The area around Glandford Ford, just inland from Blakeney, is rich in inspiration for me and one of the poems in The Saltwater Diaries was written here as I stood knee-deep in the ford on a beautiful July day. The poem is called All the Water there will be, is and I refer to myself as an upright Ophelia – both the ford and the River Glaveney are probably a wee bit too shallow for dramatic floating!

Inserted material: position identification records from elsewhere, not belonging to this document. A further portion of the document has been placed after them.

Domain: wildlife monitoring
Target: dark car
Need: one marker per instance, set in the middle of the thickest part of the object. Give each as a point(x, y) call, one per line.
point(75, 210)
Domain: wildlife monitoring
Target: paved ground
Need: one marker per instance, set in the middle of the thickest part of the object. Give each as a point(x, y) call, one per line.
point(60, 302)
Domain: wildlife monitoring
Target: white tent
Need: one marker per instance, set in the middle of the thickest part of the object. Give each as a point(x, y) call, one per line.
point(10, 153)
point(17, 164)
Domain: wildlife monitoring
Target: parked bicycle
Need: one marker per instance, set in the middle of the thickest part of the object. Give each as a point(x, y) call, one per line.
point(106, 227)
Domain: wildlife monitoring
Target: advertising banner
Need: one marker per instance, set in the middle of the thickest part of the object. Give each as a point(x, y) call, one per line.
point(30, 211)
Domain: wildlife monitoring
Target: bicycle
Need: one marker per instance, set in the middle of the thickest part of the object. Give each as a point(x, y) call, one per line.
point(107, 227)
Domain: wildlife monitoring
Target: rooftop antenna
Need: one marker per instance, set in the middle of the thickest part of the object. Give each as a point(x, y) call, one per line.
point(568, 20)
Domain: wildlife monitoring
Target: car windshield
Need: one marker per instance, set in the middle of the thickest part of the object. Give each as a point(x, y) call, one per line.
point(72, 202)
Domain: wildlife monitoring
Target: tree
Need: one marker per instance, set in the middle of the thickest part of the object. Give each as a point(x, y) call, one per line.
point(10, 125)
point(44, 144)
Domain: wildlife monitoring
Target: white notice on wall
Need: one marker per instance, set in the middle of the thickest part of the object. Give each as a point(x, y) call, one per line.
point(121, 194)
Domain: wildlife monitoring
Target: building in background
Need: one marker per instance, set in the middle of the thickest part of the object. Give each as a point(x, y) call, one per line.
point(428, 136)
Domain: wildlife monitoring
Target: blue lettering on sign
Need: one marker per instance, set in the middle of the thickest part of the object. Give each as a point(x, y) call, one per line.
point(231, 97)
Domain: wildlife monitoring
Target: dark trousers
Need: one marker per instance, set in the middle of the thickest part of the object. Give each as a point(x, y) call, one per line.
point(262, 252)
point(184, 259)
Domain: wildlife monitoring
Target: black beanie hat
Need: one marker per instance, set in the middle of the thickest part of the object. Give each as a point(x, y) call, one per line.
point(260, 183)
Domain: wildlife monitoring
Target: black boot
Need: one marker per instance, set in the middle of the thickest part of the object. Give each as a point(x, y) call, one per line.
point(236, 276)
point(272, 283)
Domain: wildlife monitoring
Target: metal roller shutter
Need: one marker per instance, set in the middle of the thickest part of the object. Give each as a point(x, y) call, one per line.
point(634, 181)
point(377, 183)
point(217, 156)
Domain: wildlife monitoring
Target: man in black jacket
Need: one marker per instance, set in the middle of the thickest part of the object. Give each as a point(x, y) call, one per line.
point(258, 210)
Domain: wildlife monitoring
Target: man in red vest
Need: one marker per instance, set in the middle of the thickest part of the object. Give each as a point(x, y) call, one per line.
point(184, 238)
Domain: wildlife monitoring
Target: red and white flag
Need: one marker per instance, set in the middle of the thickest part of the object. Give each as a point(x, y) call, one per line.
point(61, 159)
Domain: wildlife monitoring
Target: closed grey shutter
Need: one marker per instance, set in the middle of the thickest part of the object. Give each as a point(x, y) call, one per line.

I’ve discovered that poet Anna Selby actually writes underwater and am in awe of her dedication!
I love watching dogs’ reactions when they discover the road in front of them is covered in water:
a dog enters the ford, nose to the surface/as if the meniscus holds old smells/ the musk of deerhounds/the slink of fox/a footstep softened by rain
A bit closer to home I wrote a poem celebrating Cromer and its famous pier Haibun – The Winter Sea. I almost feel the pier is sentient and am in deep sympathy with its degradation: barnacles feast on its underbelly…

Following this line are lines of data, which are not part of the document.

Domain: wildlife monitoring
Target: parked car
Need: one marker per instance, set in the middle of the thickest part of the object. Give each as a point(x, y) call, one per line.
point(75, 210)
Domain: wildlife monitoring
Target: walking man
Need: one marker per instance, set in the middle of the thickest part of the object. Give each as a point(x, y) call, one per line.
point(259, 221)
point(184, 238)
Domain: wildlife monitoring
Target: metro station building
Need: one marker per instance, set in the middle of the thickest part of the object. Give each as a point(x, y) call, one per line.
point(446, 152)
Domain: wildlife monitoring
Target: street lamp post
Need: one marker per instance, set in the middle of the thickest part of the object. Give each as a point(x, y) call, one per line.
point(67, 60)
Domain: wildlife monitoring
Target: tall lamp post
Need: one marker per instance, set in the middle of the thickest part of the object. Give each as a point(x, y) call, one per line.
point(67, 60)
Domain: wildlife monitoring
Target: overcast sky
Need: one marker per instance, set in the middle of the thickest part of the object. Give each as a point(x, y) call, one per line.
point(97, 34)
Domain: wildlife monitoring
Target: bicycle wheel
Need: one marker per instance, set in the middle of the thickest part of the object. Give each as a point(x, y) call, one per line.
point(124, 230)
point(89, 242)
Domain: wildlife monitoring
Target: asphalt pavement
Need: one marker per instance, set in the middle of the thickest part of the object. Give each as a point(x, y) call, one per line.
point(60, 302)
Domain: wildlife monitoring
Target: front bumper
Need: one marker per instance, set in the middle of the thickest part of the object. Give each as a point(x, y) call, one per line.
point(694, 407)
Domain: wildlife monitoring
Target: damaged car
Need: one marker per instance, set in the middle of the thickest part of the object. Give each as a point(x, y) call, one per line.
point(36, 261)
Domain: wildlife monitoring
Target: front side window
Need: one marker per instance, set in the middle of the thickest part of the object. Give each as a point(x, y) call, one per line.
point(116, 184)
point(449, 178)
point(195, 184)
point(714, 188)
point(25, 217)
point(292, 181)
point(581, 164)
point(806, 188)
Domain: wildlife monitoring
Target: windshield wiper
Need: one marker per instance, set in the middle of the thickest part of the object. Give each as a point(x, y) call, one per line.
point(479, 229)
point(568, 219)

I brought the pier’s persona to life in a poem I wrote to accompany John Crossley’s wonderful painting of a pier. The words and painting appear in the Eames Gallery exhibition “A Common Place” which can only take place virtually at the moment. There’s a film and an on-line version of the exhibition here. Artists and writers were paired together, asked to find a place they had in common which they loved, and then to celebrate it in words and pictures. You can join in the experience here:
Many of my poems in the pamphlet refer to my love of swimming in the sea and my walks on the beach. The poem Beached evokes one of my more unusual walks where we discovered thousands of beached starfish:
The beach is strewn with starfish, thousands – limbs puckered, vibrating with dehydration.
I loved every minute of the “research” I did for The Saltwater Diaries and hope my empathy with this extraordinary landscape shows in the poems. I feel very privileged to live here and, even if I can’t get out and about, from my window yesterday I saw Brent geese flying over, the glowing white cap of the windmill down the road, the autumn hues of the allotments opposite, three riders on gorgeous horses trotting back home, and the distant glisten of the sea. I’ll be back soon!
lovely evocation of the atmosphere and places we are missing, as we enter into what promises to be a strange, disconnected season – desperately seeking Christmas? how about a thin gruel sandwiched between lockdowns.